Britons Jake Hanrahan and Philip Pendlebury, working for Vice News, were originally detained in southeast Turkey, along with a translator and a driver, for not having proper identification. But now they’re being accused of “engaging in terror activity” and having connections to ISIS.
It’s not difficult to see why the Turkish government might not want journalists in the area. Kurdish fighters, some backed by the U.S., have been battling ISIS in Iraq for months. While Turkey opposes ISIS, it’s also terrified of emboldened Kurds pushing for an autonomous state in the region. For decades, Ankara has fought a protracted war against Kurdish guerrilla groups in southeastern Turkey. After long trying to avoid being drawn into the conflict against ISIS, Turkey, a U.S. ally, has begun to take action, but it’s fighting against both ISIS and the Kurds, a strange case where, for the Turkish government, the enemy of my enemy might still be my enemy.

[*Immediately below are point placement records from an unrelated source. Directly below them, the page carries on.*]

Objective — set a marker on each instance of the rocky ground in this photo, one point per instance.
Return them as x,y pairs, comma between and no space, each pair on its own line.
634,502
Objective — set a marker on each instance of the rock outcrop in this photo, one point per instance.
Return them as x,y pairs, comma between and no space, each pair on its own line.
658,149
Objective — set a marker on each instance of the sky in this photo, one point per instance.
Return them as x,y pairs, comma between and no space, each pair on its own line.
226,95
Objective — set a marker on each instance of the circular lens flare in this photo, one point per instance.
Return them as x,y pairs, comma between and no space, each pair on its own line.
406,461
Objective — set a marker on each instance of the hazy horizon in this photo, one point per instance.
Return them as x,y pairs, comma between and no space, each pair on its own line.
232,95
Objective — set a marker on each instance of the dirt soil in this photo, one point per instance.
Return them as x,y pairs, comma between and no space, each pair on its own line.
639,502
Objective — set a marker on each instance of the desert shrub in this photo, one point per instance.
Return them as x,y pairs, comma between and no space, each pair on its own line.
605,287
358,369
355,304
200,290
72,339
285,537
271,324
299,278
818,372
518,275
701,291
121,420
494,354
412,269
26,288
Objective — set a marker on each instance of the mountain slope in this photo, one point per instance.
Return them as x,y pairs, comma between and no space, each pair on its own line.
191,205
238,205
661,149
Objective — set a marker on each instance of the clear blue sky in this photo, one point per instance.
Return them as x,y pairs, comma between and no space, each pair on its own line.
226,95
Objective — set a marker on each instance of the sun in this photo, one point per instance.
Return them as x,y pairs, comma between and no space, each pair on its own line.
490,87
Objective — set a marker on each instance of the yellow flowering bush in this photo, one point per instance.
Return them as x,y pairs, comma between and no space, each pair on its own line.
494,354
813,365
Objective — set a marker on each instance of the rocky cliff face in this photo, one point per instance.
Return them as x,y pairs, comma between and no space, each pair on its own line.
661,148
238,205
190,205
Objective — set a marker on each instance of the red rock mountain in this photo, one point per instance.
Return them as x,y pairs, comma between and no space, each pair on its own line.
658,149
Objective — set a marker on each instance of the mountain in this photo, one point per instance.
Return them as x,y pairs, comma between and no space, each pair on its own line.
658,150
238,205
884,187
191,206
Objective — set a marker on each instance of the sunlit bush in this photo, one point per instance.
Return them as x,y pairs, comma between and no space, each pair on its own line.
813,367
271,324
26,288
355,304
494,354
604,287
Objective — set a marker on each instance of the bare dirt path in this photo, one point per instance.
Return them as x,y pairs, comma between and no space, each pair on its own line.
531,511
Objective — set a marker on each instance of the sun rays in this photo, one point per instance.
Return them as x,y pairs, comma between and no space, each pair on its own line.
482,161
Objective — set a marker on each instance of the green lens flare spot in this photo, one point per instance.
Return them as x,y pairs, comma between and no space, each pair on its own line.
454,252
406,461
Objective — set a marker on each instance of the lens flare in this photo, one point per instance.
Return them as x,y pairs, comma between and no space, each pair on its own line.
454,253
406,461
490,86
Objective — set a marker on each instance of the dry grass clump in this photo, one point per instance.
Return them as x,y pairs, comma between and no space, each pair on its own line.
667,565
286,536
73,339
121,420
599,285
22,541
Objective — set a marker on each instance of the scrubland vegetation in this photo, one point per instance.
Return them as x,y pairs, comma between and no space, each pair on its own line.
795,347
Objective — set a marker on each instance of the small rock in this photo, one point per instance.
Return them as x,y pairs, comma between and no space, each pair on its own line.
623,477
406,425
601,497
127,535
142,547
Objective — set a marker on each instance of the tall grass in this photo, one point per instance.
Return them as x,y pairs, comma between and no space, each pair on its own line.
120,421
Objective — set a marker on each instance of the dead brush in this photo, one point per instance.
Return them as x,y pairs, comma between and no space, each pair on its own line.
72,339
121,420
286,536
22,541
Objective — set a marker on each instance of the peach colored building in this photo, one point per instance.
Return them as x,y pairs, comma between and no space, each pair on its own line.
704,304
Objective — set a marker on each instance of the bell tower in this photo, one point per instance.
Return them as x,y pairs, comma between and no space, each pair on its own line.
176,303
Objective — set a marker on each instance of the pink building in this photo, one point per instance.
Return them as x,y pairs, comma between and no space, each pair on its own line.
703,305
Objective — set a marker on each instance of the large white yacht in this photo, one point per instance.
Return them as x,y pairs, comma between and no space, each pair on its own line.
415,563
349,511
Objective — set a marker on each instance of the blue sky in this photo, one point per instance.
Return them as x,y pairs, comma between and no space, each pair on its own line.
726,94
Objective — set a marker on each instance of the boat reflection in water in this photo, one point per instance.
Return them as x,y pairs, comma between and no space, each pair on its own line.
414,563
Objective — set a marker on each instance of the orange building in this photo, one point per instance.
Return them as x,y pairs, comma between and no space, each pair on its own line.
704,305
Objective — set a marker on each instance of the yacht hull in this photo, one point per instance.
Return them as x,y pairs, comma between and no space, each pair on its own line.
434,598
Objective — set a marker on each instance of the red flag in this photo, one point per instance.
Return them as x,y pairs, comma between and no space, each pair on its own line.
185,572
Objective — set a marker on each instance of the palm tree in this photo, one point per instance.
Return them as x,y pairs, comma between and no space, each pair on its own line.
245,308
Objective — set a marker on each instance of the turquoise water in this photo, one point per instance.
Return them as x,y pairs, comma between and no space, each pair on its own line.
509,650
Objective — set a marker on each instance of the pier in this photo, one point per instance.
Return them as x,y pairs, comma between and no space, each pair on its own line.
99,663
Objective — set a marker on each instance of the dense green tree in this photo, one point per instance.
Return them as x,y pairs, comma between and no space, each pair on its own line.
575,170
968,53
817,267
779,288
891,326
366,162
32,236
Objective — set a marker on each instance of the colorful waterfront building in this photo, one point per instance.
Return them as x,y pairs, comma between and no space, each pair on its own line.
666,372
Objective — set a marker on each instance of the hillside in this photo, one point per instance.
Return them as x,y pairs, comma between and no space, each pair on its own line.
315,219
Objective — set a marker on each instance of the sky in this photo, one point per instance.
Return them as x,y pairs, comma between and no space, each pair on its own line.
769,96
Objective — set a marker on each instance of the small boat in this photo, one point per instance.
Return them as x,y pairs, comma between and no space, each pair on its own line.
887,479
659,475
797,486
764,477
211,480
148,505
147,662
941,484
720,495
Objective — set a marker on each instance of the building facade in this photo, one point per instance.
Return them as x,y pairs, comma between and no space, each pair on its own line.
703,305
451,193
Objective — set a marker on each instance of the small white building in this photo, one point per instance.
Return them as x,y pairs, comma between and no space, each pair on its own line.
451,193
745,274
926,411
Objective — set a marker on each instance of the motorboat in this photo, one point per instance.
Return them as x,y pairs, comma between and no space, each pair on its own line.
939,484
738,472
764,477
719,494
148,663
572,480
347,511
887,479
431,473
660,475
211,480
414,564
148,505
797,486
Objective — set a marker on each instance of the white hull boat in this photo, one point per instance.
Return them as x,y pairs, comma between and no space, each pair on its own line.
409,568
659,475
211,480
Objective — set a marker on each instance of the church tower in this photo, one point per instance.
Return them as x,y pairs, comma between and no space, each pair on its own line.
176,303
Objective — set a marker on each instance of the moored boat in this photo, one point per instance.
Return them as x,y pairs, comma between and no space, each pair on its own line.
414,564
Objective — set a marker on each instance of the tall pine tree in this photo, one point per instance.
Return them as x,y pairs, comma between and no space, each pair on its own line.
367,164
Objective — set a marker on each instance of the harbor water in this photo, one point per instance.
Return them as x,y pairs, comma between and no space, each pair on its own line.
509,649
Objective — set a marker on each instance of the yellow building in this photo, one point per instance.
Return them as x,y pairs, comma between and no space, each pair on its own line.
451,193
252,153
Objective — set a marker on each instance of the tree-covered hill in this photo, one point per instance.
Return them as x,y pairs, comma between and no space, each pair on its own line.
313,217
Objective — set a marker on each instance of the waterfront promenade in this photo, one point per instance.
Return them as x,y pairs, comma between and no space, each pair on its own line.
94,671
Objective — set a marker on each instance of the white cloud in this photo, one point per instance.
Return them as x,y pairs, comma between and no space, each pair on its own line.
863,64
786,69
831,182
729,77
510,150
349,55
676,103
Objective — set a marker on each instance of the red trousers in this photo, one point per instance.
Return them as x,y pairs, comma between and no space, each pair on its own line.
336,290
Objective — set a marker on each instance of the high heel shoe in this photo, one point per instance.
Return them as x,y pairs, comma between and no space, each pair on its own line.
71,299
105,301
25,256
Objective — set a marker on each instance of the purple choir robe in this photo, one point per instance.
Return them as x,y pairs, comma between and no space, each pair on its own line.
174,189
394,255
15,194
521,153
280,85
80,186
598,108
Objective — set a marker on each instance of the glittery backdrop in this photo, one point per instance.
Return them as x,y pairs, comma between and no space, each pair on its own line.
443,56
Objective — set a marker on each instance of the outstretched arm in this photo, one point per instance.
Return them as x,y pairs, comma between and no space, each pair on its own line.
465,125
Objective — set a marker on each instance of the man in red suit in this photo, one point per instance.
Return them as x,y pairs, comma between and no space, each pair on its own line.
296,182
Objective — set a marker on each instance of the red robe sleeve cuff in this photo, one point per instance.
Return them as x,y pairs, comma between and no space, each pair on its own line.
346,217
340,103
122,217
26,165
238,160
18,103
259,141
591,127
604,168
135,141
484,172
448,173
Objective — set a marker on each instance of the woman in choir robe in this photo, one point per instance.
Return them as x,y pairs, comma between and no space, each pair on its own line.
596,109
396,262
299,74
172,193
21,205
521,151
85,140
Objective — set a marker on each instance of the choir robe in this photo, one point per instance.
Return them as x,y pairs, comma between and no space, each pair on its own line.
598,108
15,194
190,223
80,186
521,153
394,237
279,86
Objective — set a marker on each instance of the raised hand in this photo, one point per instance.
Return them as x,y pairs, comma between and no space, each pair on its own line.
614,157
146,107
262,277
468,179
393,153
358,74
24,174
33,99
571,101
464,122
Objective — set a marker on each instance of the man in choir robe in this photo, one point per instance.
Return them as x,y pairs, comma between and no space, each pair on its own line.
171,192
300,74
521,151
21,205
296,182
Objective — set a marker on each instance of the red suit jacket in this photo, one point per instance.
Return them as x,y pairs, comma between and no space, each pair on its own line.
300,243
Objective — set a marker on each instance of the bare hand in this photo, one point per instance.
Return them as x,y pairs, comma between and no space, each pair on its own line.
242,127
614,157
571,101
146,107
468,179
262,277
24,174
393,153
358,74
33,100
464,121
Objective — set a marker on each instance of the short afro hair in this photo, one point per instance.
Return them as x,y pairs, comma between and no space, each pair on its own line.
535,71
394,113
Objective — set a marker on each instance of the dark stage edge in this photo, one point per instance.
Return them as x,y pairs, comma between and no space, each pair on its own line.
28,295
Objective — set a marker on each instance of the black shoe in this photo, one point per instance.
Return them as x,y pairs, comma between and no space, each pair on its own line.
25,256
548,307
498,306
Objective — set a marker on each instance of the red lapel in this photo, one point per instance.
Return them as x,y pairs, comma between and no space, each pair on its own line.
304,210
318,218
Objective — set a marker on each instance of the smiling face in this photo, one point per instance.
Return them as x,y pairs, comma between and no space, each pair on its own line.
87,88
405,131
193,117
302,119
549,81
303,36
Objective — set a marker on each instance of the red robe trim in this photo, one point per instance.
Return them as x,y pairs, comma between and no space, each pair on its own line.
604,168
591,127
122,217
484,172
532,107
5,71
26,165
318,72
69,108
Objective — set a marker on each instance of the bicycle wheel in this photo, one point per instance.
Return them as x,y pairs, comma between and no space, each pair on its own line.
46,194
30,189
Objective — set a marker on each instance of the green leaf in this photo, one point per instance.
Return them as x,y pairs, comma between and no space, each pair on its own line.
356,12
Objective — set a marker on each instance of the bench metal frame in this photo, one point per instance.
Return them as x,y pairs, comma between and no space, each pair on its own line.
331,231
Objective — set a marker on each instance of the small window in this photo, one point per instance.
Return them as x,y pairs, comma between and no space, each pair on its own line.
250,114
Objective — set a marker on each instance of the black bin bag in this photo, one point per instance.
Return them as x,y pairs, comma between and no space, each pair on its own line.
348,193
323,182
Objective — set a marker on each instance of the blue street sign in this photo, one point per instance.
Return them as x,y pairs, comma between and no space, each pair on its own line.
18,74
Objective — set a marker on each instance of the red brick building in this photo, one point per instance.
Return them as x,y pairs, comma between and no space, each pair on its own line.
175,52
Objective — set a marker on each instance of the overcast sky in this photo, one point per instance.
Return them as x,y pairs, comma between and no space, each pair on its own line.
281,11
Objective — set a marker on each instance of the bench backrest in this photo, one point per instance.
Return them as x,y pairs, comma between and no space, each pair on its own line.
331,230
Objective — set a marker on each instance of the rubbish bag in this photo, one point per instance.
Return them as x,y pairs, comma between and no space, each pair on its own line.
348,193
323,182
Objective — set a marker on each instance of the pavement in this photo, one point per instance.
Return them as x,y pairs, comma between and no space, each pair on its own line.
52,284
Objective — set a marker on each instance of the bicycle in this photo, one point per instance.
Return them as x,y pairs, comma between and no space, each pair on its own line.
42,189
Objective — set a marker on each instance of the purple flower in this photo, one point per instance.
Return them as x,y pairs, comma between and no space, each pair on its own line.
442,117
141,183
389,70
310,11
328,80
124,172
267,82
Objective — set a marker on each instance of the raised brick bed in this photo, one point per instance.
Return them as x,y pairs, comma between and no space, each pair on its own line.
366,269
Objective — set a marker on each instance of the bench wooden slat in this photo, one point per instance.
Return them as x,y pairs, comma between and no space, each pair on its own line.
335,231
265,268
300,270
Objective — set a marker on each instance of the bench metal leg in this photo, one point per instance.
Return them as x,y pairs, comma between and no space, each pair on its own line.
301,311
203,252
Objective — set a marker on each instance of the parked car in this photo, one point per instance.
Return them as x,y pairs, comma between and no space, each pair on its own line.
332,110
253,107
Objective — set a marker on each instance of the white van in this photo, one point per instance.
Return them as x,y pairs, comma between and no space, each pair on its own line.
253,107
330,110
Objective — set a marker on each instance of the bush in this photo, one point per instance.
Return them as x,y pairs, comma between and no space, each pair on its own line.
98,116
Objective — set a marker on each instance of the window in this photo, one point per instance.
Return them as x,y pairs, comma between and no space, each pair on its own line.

And now it seems like the Vice reporters have been caught in the center of it. So far, there appears to be no hard evidence on offer connecting them to ISIS. They have denied any connection, and Vice released a statement labeling the accusations as “baseless and alarmingly false charges.” Based on what’s known right now, the Turkish arrest seem foolish and paranoid at best, and like a dangerous intrusion on journalism at worst.